Multinationals must ‘pay fair share’, says Social Justice Ireland
Think tank warns against abolishing USC in policy document that argues for tax reform
A future programme for government should include a “comprehensive investment plan” to address infrastructure deficits in such areas as rural broadband, said Social Justice Ireland. Photograph: Michael Smith/Getty.
Social Justice Ireland has warned against abolishing the Universal Social Charge (USC) in a policy document espousing tax reform including the need to make multinationals pay a fairer share.
The “Proposed Policy Framework for the Government of the 32nd Dáil” strategy, published today, focuses on areas from economic reform to the delivery of public services and sustainable governance.
SJI advises caution in relation to the USC, which Fine Gael committed to ending during the general election.
“Substantially reducing or abolishing the Universal Social Charge, or any other revenue stream, would serve mainly to narrow the exchequer revenue base and reduce the total tax-take at a time of global economic uncertainty,” it says.
A future programme for government should include a “comprehensive investment plan” to address infrastructure deficits in rural broadband, social housing, water infrastructure, childcare and education, among other areas.
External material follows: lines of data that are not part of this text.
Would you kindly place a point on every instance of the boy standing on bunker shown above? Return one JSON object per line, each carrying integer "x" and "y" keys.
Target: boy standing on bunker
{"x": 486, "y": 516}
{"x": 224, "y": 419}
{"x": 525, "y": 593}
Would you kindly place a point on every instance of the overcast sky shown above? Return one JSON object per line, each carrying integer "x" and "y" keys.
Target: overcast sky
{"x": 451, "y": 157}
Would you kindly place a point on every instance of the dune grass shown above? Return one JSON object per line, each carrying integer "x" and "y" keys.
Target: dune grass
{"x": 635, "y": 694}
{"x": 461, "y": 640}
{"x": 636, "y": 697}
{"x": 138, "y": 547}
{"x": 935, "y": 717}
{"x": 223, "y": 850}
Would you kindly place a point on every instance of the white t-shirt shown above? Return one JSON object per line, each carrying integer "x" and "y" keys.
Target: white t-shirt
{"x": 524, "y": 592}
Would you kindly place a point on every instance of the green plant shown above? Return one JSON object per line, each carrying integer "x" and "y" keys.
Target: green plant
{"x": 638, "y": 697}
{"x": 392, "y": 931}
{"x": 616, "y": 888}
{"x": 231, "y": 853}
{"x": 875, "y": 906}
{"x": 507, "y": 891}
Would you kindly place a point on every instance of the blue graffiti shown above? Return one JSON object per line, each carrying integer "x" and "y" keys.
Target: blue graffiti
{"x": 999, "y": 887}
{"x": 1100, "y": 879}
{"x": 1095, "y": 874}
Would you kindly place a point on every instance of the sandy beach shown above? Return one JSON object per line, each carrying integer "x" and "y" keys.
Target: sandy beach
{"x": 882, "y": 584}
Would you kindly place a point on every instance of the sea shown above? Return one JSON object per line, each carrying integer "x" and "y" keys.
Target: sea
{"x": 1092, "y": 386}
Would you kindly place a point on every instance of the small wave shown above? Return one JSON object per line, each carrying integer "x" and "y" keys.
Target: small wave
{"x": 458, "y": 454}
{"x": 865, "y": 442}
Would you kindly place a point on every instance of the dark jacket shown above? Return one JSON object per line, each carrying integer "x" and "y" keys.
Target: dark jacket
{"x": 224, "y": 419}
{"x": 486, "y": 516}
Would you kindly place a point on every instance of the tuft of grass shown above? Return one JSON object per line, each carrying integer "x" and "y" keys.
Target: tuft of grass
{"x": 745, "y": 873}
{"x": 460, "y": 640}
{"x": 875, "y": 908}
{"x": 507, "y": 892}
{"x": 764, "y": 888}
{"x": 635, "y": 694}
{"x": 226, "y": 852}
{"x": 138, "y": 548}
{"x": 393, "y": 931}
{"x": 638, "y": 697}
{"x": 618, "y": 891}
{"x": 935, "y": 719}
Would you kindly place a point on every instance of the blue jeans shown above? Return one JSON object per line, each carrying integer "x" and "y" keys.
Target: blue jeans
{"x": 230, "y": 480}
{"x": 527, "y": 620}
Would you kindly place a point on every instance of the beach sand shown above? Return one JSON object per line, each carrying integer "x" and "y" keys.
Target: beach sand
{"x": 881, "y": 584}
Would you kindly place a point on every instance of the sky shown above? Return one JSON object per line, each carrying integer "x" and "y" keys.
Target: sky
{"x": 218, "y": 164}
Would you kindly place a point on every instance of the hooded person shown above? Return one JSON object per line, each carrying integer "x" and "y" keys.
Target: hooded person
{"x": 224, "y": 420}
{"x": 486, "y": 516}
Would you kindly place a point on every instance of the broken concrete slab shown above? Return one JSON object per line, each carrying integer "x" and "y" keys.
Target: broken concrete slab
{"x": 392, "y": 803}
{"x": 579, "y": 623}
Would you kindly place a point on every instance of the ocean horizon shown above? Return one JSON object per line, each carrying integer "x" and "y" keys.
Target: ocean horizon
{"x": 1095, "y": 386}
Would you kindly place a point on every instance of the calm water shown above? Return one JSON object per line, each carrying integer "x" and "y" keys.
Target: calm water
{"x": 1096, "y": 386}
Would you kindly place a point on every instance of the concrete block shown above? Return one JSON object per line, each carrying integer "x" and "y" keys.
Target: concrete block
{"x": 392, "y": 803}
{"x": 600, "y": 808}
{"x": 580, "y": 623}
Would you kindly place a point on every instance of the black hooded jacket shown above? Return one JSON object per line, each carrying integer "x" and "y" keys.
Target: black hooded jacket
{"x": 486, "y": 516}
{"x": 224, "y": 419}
It would also “end the current spiral of rising homelessness” by raising the level of investment currently proposed for the National Social Housing Strategy.
On taxation, SJI said it was incumbent on the next government to recognise that European-style services and infrastructure cannot be delivered without moving towards European-average levels of taxation. There should be an aim to increase the overall tax take towards 34.9 per cent of GDP, where the EU average is estimated at 47.9 per cent.
“The programme for government should recognise the damage being done and set a minimum effective corporate tax rate as a step towards a fair resolution of the current unacceptable situation. It should also include a commitment to negotiate a Europe-wide minimum headline corporation tax rate of 17.5 per cent.”
A national minimum effective corporate tax rate of 6 per cent would ensure large multinationals pay a fairer share of the corporate tax burden.
Other areas addressed in the 20-page document include sustainability issues, climate change and improved governance measures.